Oh ye Egyptians, they may say to you that I have not made an expedition hither for any other object than that of abolishing your religion . . . but tell the slanderers that I have not come to you except for the purpose of restoring your rights from the hands of the oppressors.

—Napoleon Bonaparte, Alexandria, 2 July 1798

Our armies do not come into your cities and lands as conquerors or enemies, but as liberators . . . . It is the hope and desire of the British people and the nations in alliance with them that the Arab race may rise once more to greatness and renown among the peoples of the earth.

—General F. S. Maude, commander of British forces, Baghdad, 19 March 1917

Unlike many armies in the world, you came not to conquer, not to occupy, but to liberate, and the Iraqi people know this.

—Donald Rumsfeld, U.S. secretary of defense, Baghdad, 29 April 2003

The United States has been deeply involved in the Middle East for many years, notably since the signing of an oil exploration deal with Saudi Arabia in 1933. It has been a major, and generally the dominant, Middle East power since U.S. forces landed in North Africa and Iran in 1942. Today, with American troops occupying Iraq and battling a stubborn insurgency there, we have entered an entirely new phase in the long encounter between the United States and the Middle East.

Starting in the mid-nineteenth century, the United States gained renown for its educational, medical, and charity efforts in the Middle East. Major universities in Beirut, Istanbul, and Cairo are the enduring fruit of these efforts. Thereafter, it was seen as a noncolonial, and even an anticolonial, power. Since World War II, however, America has intervened more and more in the region's internal affairs and conflicts. Once admired, the United States is now resented for the establishment of military bases, its support for a series of oppressive regimes, a history of Western control of Middle Eastern oil, and its position on Palestine.
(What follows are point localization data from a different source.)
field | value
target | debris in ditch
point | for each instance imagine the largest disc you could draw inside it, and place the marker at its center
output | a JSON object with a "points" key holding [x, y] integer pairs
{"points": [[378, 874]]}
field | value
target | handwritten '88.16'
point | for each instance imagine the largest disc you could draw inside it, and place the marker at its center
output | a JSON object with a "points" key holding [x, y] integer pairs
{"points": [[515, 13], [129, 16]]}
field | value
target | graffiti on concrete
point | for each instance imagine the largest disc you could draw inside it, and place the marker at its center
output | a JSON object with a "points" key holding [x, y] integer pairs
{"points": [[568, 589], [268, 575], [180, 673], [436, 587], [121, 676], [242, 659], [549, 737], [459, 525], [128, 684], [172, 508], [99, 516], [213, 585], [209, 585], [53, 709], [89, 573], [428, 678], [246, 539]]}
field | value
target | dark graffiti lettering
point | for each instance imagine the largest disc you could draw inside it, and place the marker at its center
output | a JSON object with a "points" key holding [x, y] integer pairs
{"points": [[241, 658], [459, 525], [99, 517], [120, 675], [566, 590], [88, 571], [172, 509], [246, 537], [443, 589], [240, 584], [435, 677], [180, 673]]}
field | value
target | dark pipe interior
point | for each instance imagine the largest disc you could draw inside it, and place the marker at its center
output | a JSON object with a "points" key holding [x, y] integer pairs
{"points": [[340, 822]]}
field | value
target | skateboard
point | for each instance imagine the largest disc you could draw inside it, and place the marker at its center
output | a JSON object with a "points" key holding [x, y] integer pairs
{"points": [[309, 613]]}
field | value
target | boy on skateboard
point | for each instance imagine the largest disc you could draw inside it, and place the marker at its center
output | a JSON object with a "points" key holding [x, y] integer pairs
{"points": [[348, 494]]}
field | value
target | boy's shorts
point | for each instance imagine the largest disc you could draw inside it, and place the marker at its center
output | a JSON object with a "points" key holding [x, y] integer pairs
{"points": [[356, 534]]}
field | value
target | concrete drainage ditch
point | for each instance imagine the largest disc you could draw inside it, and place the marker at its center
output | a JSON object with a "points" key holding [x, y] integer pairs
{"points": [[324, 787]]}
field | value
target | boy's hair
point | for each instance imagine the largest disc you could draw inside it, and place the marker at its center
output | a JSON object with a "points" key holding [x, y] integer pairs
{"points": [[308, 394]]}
According to figures produced by a variety of research institutes, the United States has become almost universally unpopular in the vast region from Morocco to the borders of Central Asia. This has been a direct consequence of the Iraq war, and notably of the revelation that the core pretexts offered for the U.S. invasion were false, of the growing Iraqi opposition to the occupation, and of images of the hellish chaos in Iraq today broadcast everywhere in the world. The United States is increasingly being perceived as stepping into the boots of Western colonial occupiers who are still remembered bitterly in the Middle East. This colonial legacy is not ancient history. In the 1960s, in the living memory of people in the Middle East in their [End Page 1] fifties and older—in other words, the entire decision-making generation—British troops were fighting Arabs in Aden and French troops were fighting Arabs in Algeria.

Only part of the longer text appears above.